The data was, in fact, from a House Ways and Means Committee analysis of the Inflation Reduction Act, and it was actually worse than reported in the August note. According to the analysis, citizens reporting anywhere from no taxable income to $200,000 a year will experience the full force of the new IRS agents — a little less than a million more audits per year — compared with about 250,000 a year projected to be conducted on those making more than $200,000.
I apologize for the mistake and am grateful that Mr. Chait was kind enough to alert me to the mistake and not to assume that it was intentional (it most definitely was not).

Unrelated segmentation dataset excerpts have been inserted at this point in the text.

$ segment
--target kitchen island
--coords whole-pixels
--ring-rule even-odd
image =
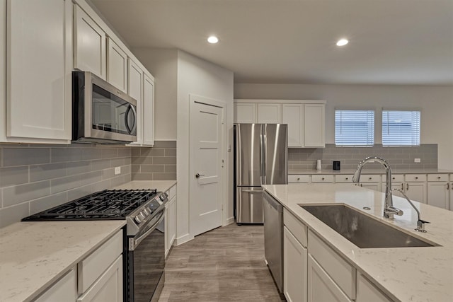
[[[428,233],[421,233],[414,231],[417,223],[415,210],[406,199],[398,197],[394,197],[394,204],[404,214],[391,221],[382,218],[383,193],[352,184],[268,185],[263,187],[285,211],[306,226],[309,233],[321,238],[323,244],[357,269],[357,275],[365,276],[390,299],[452,301],[453,212],[415,202],[421,219],[431,222],[426,226]],[[299,205],[313,204],[347,204],[439,246],[359,248]]]

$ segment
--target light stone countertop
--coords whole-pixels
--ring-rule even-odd
[[[394,204],[404,214],[391,221],[382,218],[383,193],[352,184],[263,187],[389,297],[405,302],[453,301],[453,211],[414,202],[421,219],[431,222],[425,226],[428,233],[421,233],[414,231],[415,211],[406,199],[398,197],[394,197]],[[415,237],[442,246],[359,248],[298,205],[321,203],[347,204]],[[364,207],[371,210],[365,211]]]
[[[18,222],[0,228],[0,301],[30,301],[126,224]]]
[[[176,184],[176,180],[132,180],[113,187],[113,190],[157,189],[165,192]]]
[[[341,170],[314,170],[314,169],[288,169],[289,175],[311,175],[311,174],[354,174],[355,169],[341,169]],[[447,169],[391,169],[392,174],[453,174],[453,170]],[[362,174],[385,174],[385,170],[382,169],[367,169],[362,170]]]

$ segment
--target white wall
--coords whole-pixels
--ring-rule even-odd
[[[176,140],[178,50],[134,48],[132,51],[154,76],[154,139]]]
[[[417,107],[421,144],[438,144],[439,168],[453,169],[453,87],[371,85],[234,85],[234,98],[326,100],[326,142],[334,143],[336,106],[373,107],[381,143],[382,107]]]
[[[177,243],[193,238],[189,228],[189,94],[221,100],[227,104],[226,127],[231,144],[233,132],[233,72],[183,51],[178,52],[178,179]],[[232,167],[229,152],[226,166]],[[228,187],[232,187],[232,169]],[[232,190],[228,192],[229,207],[224,221],[233,216]]]
[[[179,50],[178,53],[178,226],[177,243],[193,238],[189,228],[189,94],[225,102],[226,108],[227,145],[233,133],[233,72]],[[226,167],[230,169],[228,188],[232,187],[232,152],[227,153]],[[231,166],[231,167],[230,167]],[[232,190],[228,192],[227,211],[224,221],[233,216]]]

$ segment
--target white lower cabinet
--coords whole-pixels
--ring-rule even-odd
[[[288,302],[306,301],[307,250],[283,227],[283,293]]]
[[[80,261],[34,302],[123,301],[122,230]]]
[[[356,302],[389,302],[388,298],[362,274],[357,274]]]
[[[77,298],[76,268],[74,267],[35,302],[75,301]]]
[[[120,255],[77,302],[122,301],[122,255]]]
[[[308,302],[350,302],[340,287],[313,259],[308,257]]]
[[[165,214],[165,257],[176,238],[176,185],[166,192],[168,202],[166,205]]]

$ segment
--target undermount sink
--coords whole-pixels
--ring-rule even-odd
[[[360,248],[436,245],[416,238],[344,204],[299,206]]]

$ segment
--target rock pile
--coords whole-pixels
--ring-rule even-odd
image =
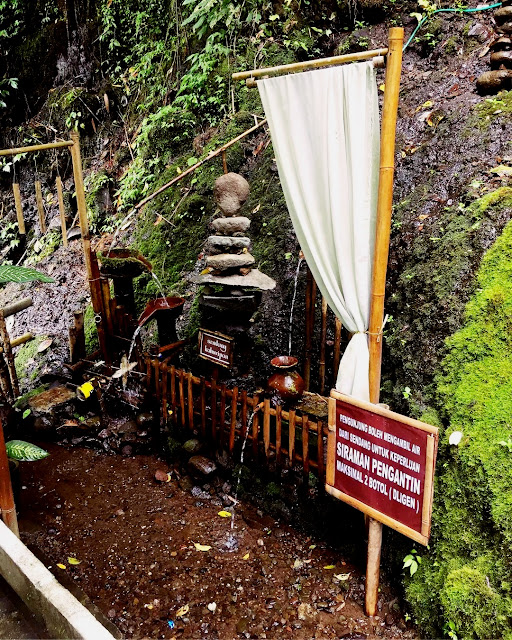
[[[249,183],[237,173],[226,173],[215,181],[213,190],[221,217],[212,222],[214,235],[208,238],[205,253],[207,273],[196,279],[200,284],[223,284],[225,293],[238,296],[240,287],[273,289],[275,281],[255,268],[251,240],[247,232],[251,221],[240,210],[249,196]]]
[[[490,45],[491,71],[485,71],[476,81],[480,93],[512,87],[512,0],[503,0],[494,19],[498,37]]]

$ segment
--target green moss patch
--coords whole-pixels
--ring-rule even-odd
[[[433,550],[407,595],[430,634],[439,611],[459,637],[512,638],[512,223],[484,256],[446,348]],[[448,444],[454,430],[458,447]]]

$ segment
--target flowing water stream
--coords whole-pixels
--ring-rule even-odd
[[[295,283],[293,287],[293,297],[292,297],[292,306],[290,308],[290,323],[288,325],[288,355],[292,354],[292,329],[293,329],[293,308],[295,306],[295,298],[297,297],[297,283],[299,280],[299,272],[300,267],[304,258],[302,256],[299,257],[299,261],[297,262],[297,270],[295,271]]]

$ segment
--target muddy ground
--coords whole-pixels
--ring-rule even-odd
[[[370,621],[359,568],[249,504],[233,508],[235,487],[222,478],[190,488],[154,456],[48,448],[21,465],[22,539],[123,637],[417,637],[387,585]]]

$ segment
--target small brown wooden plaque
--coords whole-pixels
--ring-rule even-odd
[[[233,365],[234,339],[223,333],[199,329],[199,356],[221,367]]]
[[[331,391],[326,490],[426,545],[437,442],[437,427]]]

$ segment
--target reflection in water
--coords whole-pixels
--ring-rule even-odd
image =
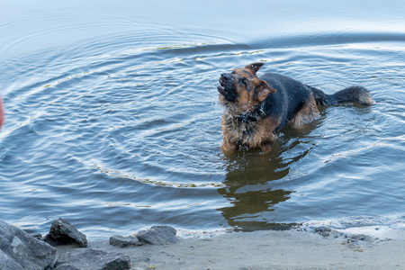
[[[310,132],[310,127],[304,130],[285,128],[284,135],[282,134],[268,154],[252,150],[226,158],[227,175],[223,182],[226,187],[218,192],[230,201],[231,206],[219,211],[230,226],[249,231],[286,230],[295,225],[275,222],[275,219],[272,219],[275,205],[289,200],[294,192],[274,188],[274,181],[289,176],[292,165],[310,152],[313,143],[306,141],[308,138],[300,140],[300,136],[305,138]],[[302,143],[310,146],[301,151],[298,148]],[[288,157],[290,155],[293,157]]]

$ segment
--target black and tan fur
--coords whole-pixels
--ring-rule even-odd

Part of the problem is that the legislation was passed without any regular order (committee hearings and consideration, etc.), so questions remain about what, exactly, the legislation will do.
We know that the “Inflation Act” — as President Biden has correctly identified it — provides $45.6 billion over the next eight years for tax enforcement (a 69% increase over baseline). It also provides $25.3 billion over the next eight years for “operations support” (a 53% increase over baseline).

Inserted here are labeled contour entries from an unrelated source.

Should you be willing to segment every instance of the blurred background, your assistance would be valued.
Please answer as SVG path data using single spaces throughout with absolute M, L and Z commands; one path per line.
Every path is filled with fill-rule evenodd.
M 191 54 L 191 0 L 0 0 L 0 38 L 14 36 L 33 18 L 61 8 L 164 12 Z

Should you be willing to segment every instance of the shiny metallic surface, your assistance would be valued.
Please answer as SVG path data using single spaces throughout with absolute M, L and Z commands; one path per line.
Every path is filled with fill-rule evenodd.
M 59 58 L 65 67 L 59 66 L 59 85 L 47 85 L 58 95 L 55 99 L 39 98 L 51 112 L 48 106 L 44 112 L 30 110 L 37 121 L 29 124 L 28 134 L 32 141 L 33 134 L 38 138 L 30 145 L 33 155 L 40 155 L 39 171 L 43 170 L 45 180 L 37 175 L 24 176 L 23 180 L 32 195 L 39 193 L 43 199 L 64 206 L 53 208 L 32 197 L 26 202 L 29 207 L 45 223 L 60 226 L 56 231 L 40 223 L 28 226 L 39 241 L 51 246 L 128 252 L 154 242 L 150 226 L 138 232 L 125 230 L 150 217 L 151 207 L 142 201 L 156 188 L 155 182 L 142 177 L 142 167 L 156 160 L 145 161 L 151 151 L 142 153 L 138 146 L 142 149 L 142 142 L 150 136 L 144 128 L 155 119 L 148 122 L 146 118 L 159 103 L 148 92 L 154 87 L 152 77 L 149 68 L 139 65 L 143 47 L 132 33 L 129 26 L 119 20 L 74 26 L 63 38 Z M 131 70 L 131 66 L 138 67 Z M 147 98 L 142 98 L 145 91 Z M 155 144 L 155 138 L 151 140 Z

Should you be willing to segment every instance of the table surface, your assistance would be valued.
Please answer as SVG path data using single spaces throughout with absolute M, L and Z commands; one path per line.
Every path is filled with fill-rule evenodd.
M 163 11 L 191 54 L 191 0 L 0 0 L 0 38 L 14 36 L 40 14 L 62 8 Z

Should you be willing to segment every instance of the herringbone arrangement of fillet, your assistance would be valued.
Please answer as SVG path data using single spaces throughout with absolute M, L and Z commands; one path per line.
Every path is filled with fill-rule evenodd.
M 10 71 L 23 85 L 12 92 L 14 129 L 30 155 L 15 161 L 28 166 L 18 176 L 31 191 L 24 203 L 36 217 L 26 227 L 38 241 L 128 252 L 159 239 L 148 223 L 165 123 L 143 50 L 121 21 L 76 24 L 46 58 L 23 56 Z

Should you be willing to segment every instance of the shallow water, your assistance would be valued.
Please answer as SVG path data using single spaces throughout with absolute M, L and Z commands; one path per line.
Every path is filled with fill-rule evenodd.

Perhaps most importantly, during consideration of the legislation, Treasury Secretary Janet Yellen promised that it would not result in more audits — compared with historic levels — of those making less than $400,000 annually. That’s where the problem arises.
The Ways and Means assessment of the added audits is derived from the IRS’s own data and assumes that the rate of audits will be consistent with the rate from 2010 to 2018. It is as good an answer as any.
The Department of Treasury itself seems a little confused. In its brand new report on the legislation (“Inflation Reduction Act: Assessment of the Internal Revenue Service Implementation Efforts,” dated Jan. 12, 2023), the department makes clear the limits of its understanding with this amazing admission: “As of December 2022, IRS officials have not yet finalized what constituted the $400,000 income level or what historic audit level will be used for its metrics.”
Well, now. If, after five months of thinking about it, the IRS and Treasury can’t (or won’t) say how they plan to fulfill what seemed to be Ms. Yellen’s pretty clear commitment not to increase audits on those making less than $400,000 a year, it seems reasonable to call into question the sturdiness of that commitment.
In an attempt to head off increased audits of middle-class taxpayers, confirm Ms. Yellen’s promise and provide the Department of Treasury with what appears to be elusive clarity, Sen. Michael Crapo, Idaho Republican, offered an amendment in floor consideration of the legislation that explicitly limited audits and enhanced enforcement to those taxpayers and companies making more than $400,000 annually.
It will come as no surprise to learn that the amendment failed; not a single Democrat voted for it.
That vote and the subsequent smoke screen about how much $400,000 is and what did Ms. Yellen mean when she said “historic levels” clearly expose what the extra cash and the 87,000 new agents are really about: Team Biden plans to squeeze everyone, irrespective of vague commitments made in the heat of the moment.
Once again, this entire exercise emphasizes the importance of regular order in Congress. When legislation is drafted in secret and passed in haste, it is invariably the American people — all of them — who wind up living with suboptimal results.
• Michael McKenna, a columnist for The Washington Times, co-hosts “The Unregulated Podcast.” He was most recently a deputy assistant to the president and deputy director of the Office of Legislative Affairs at the White House.